Not just 4,000 american soldiers!

[Anonymous Coward]

What about hundreds of thousands of civilians, in the country you guys invaded and completely fucked up?

Its like Americans don't remember a fucking thing from Vietnam. The minute I heard they planned to put troops on the ground in Iraq, I predicted it would be a royal clusterfuck that would last years. And there you are, years later, everything fucked up, trillions of dollars spent, hundreds of thousands killed or maimed, and no exit strategy.

Impeaching the politicians who led you into this mess would be a good start, but what you should really do is line them up in front of the White House wall and shoot them, for treason against the United States.

Re:How they are destroyed

[Gription]

So does a simple low-level format. Unless you can cite any actual cases of data being recovered from a low-level-formatted drive that involve modern (IE *not* MFM) drives.
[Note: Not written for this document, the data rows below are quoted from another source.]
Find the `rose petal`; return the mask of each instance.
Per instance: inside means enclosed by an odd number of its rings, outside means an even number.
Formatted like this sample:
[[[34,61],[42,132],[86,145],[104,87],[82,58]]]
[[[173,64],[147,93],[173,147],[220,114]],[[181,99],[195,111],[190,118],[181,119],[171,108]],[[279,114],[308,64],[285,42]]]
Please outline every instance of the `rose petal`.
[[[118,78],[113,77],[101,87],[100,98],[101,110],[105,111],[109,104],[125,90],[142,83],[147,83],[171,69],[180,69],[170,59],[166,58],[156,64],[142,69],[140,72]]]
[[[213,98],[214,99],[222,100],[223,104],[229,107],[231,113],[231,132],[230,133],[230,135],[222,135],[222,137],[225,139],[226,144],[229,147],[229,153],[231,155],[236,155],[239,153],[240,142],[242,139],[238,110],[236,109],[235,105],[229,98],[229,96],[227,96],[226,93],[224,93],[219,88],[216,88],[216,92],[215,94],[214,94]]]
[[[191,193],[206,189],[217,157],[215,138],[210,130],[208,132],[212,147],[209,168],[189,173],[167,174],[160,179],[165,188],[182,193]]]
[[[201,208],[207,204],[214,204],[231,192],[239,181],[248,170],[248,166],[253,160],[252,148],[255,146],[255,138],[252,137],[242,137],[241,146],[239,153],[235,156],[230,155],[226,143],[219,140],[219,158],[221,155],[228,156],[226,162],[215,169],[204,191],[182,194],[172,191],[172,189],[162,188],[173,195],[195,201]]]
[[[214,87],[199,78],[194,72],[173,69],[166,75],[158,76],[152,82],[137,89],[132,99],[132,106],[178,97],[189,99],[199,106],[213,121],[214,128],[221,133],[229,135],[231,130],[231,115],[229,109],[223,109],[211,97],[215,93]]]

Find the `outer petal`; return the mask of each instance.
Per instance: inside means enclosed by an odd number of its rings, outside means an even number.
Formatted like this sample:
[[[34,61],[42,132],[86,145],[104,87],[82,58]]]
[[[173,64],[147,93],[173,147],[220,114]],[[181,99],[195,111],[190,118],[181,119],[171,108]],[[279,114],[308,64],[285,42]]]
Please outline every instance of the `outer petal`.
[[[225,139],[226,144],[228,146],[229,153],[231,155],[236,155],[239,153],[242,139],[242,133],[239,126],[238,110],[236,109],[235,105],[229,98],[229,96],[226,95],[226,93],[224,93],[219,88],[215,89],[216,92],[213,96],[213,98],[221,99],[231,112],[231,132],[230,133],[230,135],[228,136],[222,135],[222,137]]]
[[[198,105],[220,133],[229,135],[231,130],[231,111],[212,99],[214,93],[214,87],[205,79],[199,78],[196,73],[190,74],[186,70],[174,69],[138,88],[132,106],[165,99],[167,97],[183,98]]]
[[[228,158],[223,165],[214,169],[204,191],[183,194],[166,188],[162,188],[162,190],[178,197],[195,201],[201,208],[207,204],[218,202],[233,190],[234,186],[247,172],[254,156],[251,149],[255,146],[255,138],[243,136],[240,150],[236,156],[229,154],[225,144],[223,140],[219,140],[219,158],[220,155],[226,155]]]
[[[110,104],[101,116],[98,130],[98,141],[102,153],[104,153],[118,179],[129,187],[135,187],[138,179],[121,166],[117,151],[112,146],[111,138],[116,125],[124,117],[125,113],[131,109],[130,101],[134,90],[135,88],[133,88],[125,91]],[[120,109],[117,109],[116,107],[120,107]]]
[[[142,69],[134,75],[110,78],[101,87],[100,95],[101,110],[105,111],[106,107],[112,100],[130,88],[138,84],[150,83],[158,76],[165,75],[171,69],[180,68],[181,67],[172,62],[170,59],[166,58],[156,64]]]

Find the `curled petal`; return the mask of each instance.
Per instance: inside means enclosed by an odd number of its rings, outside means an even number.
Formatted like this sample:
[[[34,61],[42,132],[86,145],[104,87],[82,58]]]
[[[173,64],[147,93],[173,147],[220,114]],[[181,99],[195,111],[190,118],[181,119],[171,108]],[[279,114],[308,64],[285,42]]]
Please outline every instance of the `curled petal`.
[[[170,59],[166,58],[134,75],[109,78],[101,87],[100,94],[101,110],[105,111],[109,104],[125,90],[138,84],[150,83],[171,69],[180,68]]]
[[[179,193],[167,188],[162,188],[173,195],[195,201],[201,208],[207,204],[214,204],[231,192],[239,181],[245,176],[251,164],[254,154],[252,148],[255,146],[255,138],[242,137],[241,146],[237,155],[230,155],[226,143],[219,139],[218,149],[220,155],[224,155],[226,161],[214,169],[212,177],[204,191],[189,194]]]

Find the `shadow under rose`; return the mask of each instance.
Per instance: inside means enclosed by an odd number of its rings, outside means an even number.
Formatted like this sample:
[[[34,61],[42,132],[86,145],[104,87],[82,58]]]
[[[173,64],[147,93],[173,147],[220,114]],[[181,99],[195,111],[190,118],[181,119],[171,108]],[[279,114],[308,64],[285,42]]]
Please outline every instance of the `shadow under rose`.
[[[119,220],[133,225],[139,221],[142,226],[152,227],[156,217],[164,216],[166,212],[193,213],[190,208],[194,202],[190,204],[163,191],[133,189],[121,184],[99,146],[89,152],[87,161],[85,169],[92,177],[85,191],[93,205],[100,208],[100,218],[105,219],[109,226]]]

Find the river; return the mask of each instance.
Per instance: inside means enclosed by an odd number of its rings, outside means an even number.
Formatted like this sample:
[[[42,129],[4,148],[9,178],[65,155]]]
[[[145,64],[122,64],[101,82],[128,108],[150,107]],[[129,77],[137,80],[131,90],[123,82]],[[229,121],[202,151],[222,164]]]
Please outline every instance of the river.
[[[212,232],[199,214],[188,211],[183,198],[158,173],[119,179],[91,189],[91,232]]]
Had lunch last Wednesday with a guy who has a full time job recovering data from drives that are anything short of a full DOD wipe. He is a forensic computer examiner and has degrees in mathematics and in cryptography. He had a number of fascinating stories about nailing people who thought a couple complete overwrites of the drive would cover their tracks. A repeated low level format is a cake walk for him because there is no alternation of the bit pattern. The regular repeating pattern makes it easy to analyze the magnetic boundaries and recover a drive.